Phishing

Phishing : mode d’emploi, comment le déceler ?

Le phishing ou hameçonnage est un mélange de spamming et de social engineering. Il consiste à contrefaire la communication d’une marque, d’un e-mail jusqu’à son site internet, pour mettre en confiance le contact et l’amener à laisser des données confidentielles (comme son numéro de carte bancaire).

Une opération de phishing type se déroule en 2 temps

Dans un premier temps, il s’agit de vous mettre en confiance. Dans de nombreux cas, le message vous propose de vérifier votre compte.

Sa rédaction doit déjà éveiller l’attention : « votre service de compte en ligne il est indisponible… svp verify… pour le effectuer». Il faut cliquer sur un lien pour aboutir sur une contrefaçon d’un site assez crédible! Le fait de remplir le formulaire permet évidemment au pirate de récupérer vos codes pour une utilisation ultérieure…

Le phishing dans le monde

Le Phishing reste l’une des menaces les plus universelles (elles fonctionnent sur tous les systèmes et tous les terminaux) et les plus complexes à contrer pour les entreprises. Rien qu’en 202,  plus de 12 millions d’e-mails de phishing et d’ingénierie sociale ont atterri dans les boîtes email de plus de 17 000 organisations américaines.

Des noms de domaines

La première étape pour un pirate est de disposer d’un nom de domaine crédible. Il pratique alors du « cybersquating » en déposant des noms de domaines proches.

Dans le cas ci-dessus, ce sera « secure.banquepopulaire.fr ». Les règles de dépôts sont suffisamment (trop ?) Souples pour permettre ce genre de sport sans parler d’astuces comme par exemple le « w » qui pourra être contrefait par deux « v » accolés.

Le pirate a aussi la possibilité de créer des noms de domaine comme « verification.com » ce qui lui permettra de faire un lien comme « [email protected] ».

D’autres techniques exploitent les faiblesses du protocole HTTP en codant l’adresse en hexadécimal ou en la camouflant en partie avec des codes du type %00. Dans ce cas, l’adresse «http://fr.wikipedia.org%[email protected] » apparaîtra alors comme « http://fr.wikipedia.org ».

Le pied dans la porte (*)

Le Social Engineering est la technique de base du phishing  consiste à créer un climat de confiance qui va permettre au pirate de manipuler le contact afin de lui voler son identité.

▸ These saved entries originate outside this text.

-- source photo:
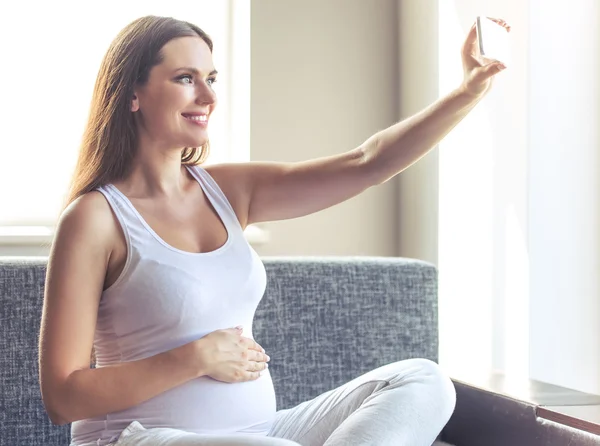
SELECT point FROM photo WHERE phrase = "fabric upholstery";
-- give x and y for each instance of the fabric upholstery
(323, 321)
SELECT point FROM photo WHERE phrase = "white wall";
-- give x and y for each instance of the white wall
(324, 79)
(518, 209)
(564, 192)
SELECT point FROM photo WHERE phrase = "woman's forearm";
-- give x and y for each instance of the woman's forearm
(390, 151)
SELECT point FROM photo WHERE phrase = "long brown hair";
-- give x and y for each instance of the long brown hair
(110, 138)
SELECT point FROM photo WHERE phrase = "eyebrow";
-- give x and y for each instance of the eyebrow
(195, 71)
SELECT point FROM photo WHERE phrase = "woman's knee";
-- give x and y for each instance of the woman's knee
(439, 382)
(430, 374)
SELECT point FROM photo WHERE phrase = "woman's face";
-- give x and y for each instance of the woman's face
(173, 107)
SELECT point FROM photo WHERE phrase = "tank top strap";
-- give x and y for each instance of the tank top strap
(133, 229)
(216, 196)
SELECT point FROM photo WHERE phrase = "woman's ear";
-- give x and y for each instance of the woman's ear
(135, 104)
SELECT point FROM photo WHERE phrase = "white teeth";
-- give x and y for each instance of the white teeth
(198, 118)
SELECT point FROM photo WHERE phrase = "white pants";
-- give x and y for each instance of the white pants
(403, 403)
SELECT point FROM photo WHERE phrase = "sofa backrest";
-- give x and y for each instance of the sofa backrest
(324, 321)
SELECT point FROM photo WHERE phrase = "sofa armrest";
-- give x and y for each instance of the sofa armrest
(497, 412)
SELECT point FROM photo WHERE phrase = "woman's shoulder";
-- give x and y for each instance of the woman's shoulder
(90, 220)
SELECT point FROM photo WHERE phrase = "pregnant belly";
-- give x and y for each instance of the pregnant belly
(204, 405)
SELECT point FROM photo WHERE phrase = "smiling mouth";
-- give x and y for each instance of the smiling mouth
(196, 118)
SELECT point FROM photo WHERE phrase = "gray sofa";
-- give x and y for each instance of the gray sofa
(323, 321)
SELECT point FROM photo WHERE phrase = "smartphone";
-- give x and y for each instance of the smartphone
(493, 40)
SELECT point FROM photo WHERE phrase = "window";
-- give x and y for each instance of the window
(51, 56)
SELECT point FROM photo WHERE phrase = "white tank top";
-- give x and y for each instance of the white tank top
(166, 297)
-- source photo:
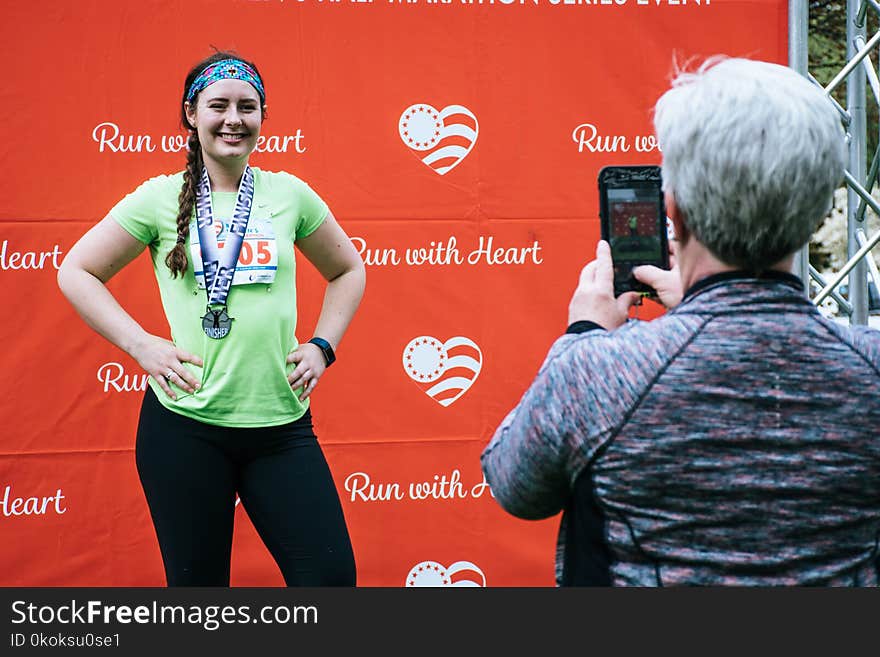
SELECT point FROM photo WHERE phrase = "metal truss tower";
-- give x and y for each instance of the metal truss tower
(858, 71)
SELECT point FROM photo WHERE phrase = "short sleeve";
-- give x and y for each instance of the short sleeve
(312, 211)
(136, 213)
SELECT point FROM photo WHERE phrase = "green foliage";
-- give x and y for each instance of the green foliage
(827, 56)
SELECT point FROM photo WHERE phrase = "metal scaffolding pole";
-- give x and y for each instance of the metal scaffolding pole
(798, 23)
(858, 70)
(855, 104)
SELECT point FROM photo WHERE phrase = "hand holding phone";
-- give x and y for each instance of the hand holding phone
(632, 218)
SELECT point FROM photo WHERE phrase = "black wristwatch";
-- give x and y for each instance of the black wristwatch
(326, 349)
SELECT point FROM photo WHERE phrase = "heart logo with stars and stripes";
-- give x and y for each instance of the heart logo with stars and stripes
(431, 573)
(440, 138)
(444, 370)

La première action demandée va être de peu d’importance. C’est une mise en condition qui va utiliser des ressorts puissants (peur, envie, séduction…) et qui a pour objectif d’entraîner une première décision qui sera, sans conséquence grave comme par exemple, cliquer sur le lien proposé. C’est à ce stade que le piège se referme.

Sur la 2e page, le contact, mis en confiance, doit alors reconduire sa première décision en délivrant les renseignements convoités.

Les réseaux sociaux ne sont pas à l’abri

Ils donnent un sentiment illusoire de sécurité car l’on s’y confie largement.

Dans l’exemple ci-dessus, il faut que le contact ait impérativement un compte à la Banque Populaire. Il faut donc s’en remettre au hasard, ou posséder des informations sérieuses sur ce dernier.

Les réseaux sociaux comme Facebook où il est si facile de se faire « des amis » sont des lieux propices pour récupérer des profils utilisables par la suite. Il suffira alors de contrefaire les pages de Facebook pour récupérer les données personnelles et des e-mails.

Comment s’en prémunir ?

Il n’y a pas de méthode particulière, hormis le fait d’être attentif et d’avoir du bon sens : l’orthographe, les liens, la plausibilité de la communication.

Si l’e-mail demande des informations personnelles et si l’adresse du lien vous paraît suspecte, un doute sérieux doit être de mise. Très pratique : les versions récentes de certains navigateurs intègrent des alertes qu’il est conseillé de suivre. Ne perdez jamais de vue que vos informations personnelles ont de la valeur car elles peuvent être utilisées contre vous.